Nov. 13, 1880: The first road game for the Aggies is a 0-0 tie at Amherst College.

Nov. 4, 1885: M.A.C. and Amherst College meet for the fourth time in the 1885 season. The Aggies win the four-game set, 2-1-1.

Nov. 22, 1889: The Aggies complete their second undefeated season with a 2-0 record. Both wins come over Williston Academy.

Sept. 25, 1897: Doctor Weeks, an 1897 graduate of the University of Pennsylvania where he was a regular quarterback, becomes the first M.A.C. football coach. The volunteer mentor loses his first game, 4-0 at Holy Cross, and posts a 1-4-1 mark in his only season as coach.

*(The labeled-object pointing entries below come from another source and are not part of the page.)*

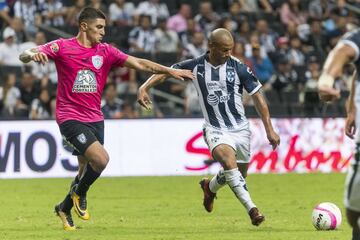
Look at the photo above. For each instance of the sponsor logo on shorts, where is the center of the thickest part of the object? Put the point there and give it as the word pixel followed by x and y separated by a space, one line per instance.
pixel 82 138
pixel 212 99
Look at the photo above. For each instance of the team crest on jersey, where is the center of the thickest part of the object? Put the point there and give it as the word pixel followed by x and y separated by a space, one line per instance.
pixel 97 61
pixel 82 138
pixel 85 82
pixel 54 47
pixel 230 76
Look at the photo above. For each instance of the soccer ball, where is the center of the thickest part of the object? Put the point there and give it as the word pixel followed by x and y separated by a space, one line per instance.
pixel 326 216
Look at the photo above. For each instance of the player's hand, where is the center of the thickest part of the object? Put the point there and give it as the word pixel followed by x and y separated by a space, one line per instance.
pixel 40 58
pixel 328 94
pixel 350 125
pixel 181 74
pixel 143 99
pixel 274 139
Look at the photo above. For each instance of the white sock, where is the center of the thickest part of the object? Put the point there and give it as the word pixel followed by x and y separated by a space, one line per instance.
pixel 218 181
pixel 238 185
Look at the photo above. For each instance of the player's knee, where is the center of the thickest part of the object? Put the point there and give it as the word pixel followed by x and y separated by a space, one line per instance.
pixel 100 161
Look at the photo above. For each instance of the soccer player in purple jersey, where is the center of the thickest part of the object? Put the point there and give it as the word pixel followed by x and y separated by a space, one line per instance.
pixel 220 81
pixel 83 64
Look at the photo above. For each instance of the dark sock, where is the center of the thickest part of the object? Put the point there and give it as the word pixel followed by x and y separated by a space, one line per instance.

Nov. 6, 1897: The first-ever meeting between Massachusetts and Connecticut takes place, with M.A.C. winning the game, 36-0.

Sept. 28, 1901: James Halligan, former captain of the 1899 squad, leads the Aggies to a 17-0 victory at Holy Cross. Halligan becomes the first full-time seasonal football coach in school history.

Oct. 14, 1903: The first-ever meeting between Massachusetts and Rhode Island takes place, with the Aggies prevailing, 46-0. Massachusetts has faced Rhode Island 76 times, more than any other school.

Oct. 9, 1915: M.A.C. plays its first game at "New" Alumni Field, defeating Colby, 26-0.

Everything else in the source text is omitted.